Used kubernetes deployment

d. My complete Caddy config:

{
  "apps": {
    "http": {
      "http_port": 80,
      "servers": {
        "https": {
          "listen": [
            ":443"
          ],
          "listener_wrappers": [
            {
              "wrapper": "go_proxyproto"
            },
            {
              "wrapper": "tls"
            }
          ],
          "routes": [
            {              
              "handle": [
                {
                  "handler": "tracing",
                  "span": "{http.request.host}"
                },
                {
                  "handler": "reverse_proxy",
                  "transport": {
                    "protocol": "http",
                    "tls": {}
                  },
                  "upstreams": [
                    {
                      "dial": "localhost:3333"
                    }
                  ]
                }
              ],
              "terminal": true
            }
          ],
          "tls_connection_policies": [
            {}
          ]
        },
        "health-check": {
          "listen": [
            ":9999"
          ],
          "routes": [
            {
              "handle": [
                {
                  "body": "OK",
                  "handler": "static_response"
                }
              ],
              "match": [
                {
                  "path": [
                    "/"
                  ]
                }
              ]
            }
          ]
        }
      }
    },
    "tls": {
      "automation": {
        "on_demand": {
          "ask": "http://localhost:9999"
        },
        "policies": [
          {
            "issuers": [
              {
                "module": "acme",
                "account_key": "<private_key_pem>"
              }
            ],
            "on_demand": true,
            "key_type": "rsa4096",
            "disable_ocsp_stapling": true
          }
        ]
      }
    }
  },
  "logging": {
    "logs": {
      "default": {
        "level": "DEBUG",
        "writer": {
          "output": "stdout"
        }
      }
    }
  },
  "storage": {
    "module": "mysql",
    "dsn": ""
  }
}

5. Links to relevant resources:

francislavoie · May 8, 2023, 7:31pm

I’m confused, the error message doesn’t match your config.
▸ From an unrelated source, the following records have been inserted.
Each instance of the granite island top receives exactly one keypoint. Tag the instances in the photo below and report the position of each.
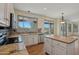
(63, 39)
(12, 49)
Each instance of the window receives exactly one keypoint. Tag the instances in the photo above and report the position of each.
(48, 27)
(25, 24)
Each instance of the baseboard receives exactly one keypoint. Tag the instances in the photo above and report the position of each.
(46, 53)
(35, 44)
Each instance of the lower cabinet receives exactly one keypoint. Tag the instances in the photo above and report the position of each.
(54, 47)
(30, 39)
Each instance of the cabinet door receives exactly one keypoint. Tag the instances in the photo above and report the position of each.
(30, 39)
(26, 40)
(2, 14)
(35, 39)
(47, 45)
(58, 50)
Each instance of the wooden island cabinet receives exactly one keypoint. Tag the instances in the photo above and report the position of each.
(59, 45)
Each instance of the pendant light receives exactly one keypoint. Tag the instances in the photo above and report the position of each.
(62, 18)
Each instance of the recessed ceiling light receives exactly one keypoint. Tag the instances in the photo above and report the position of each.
(45, 8)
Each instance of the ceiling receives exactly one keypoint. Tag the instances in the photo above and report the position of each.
(54, 10)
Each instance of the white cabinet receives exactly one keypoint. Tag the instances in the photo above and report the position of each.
(30, 39)
(35, 40)
(5, 10)
(54, 47)
(47, 46)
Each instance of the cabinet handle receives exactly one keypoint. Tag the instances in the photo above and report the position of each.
(5, 18)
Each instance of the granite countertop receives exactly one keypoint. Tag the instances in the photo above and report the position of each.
(17, 34)
(10, 49)
(63, 39)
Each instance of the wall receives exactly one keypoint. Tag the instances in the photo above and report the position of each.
(40, 18)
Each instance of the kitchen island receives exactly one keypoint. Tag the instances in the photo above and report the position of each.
(59, 45)
(12, 49)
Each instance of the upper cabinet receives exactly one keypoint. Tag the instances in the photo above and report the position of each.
(5, 10)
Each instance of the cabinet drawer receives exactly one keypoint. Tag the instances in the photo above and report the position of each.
(59, 50)
(61, 44)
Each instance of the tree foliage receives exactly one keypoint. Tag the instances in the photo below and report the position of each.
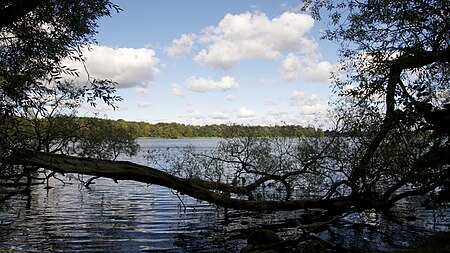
(392, 101)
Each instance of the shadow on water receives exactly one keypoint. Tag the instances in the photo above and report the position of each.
(135, 217)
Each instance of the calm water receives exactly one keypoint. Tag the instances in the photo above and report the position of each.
(135, 217)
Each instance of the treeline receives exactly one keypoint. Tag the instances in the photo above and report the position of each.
(178, 131)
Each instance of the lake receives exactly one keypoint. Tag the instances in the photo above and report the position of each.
(136, 217)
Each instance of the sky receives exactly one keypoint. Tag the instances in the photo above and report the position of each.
(213, 62)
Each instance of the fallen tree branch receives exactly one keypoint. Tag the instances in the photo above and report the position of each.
(122, 170)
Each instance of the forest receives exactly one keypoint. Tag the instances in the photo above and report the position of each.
(178, 130)
(392, 102)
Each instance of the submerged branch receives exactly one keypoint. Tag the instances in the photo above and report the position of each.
(121, 170)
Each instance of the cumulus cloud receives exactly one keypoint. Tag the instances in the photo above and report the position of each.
(220, 115)
(144, 105)
(177, 90)
(207, 84)
(310, 68)
(243, 112)
(270, 101)
(307, 103)
(268, 81)
(248, 36)
(129, 67)
(277, 113)
(229, 98)
(181, 46)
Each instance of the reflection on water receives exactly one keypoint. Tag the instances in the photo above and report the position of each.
(135, 217)
(109, 217)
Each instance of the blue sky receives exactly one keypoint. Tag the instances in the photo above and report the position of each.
(212, 62)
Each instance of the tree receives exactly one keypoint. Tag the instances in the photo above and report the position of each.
(393, 105)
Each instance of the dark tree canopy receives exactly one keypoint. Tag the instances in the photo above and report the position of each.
(392, 102)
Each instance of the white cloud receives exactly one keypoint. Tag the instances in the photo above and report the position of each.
(277, 112)
(177, 90)
(308, 67)
(229, 98)
(208, 84)
(243, 112)
(144, 105)
(181, 46)
(220, 115)
(140, 90)
(270, 101)
(308, 104)
(248, 36)
(129, 67)
(268, 81)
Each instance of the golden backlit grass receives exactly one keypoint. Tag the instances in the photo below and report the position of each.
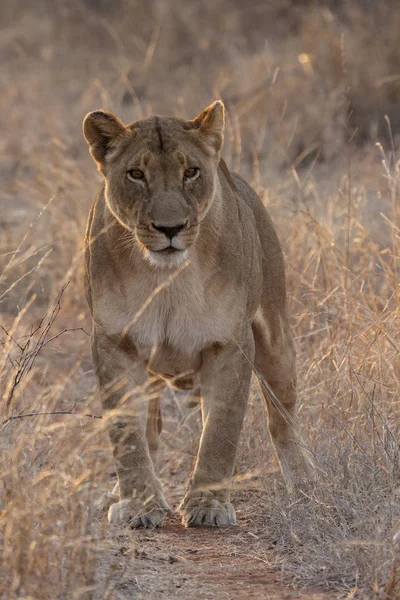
(297, 82)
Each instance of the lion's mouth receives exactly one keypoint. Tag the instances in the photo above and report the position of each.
(169, 250)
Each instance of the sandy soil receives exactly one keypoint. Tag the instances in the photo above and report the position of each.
(198, 564)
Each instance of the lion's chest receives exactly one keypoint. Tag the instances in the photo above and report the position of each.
(171, 322)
I don’t use tracing myself, so I’m not sure how it’s meant to work. I don’t know why it writes 200.

But when an error happens in the middleware pipeline, it quits out of the regular route pipeline and instead runs the error middleware pipeline instead, so I think the tracing handler doesn’t get a chance to grab the real/final status code from the response writer.

Maybe if you add tracing to the error routes it might work?

Maaiz_Elahi · May 9, 2023, 5:42am

@francislavoie In the docs it is mentioned

Note that certain directives, for example reverse_proxy which may write a response with an HTTP status that is classified as an error, will not trigger the error routes.

francislavoie · May 9, 2023, 6:36am

That’s talking about an actual response coming from the upstream.

If the error itself came from the proxy handler, like failing to connect to the upstream, then an error is emitted and the error routes are used.

system · June 8, 2023, 6:36am

This topic was automatically closed 30 days after the last reply. New replies are no longer allowed.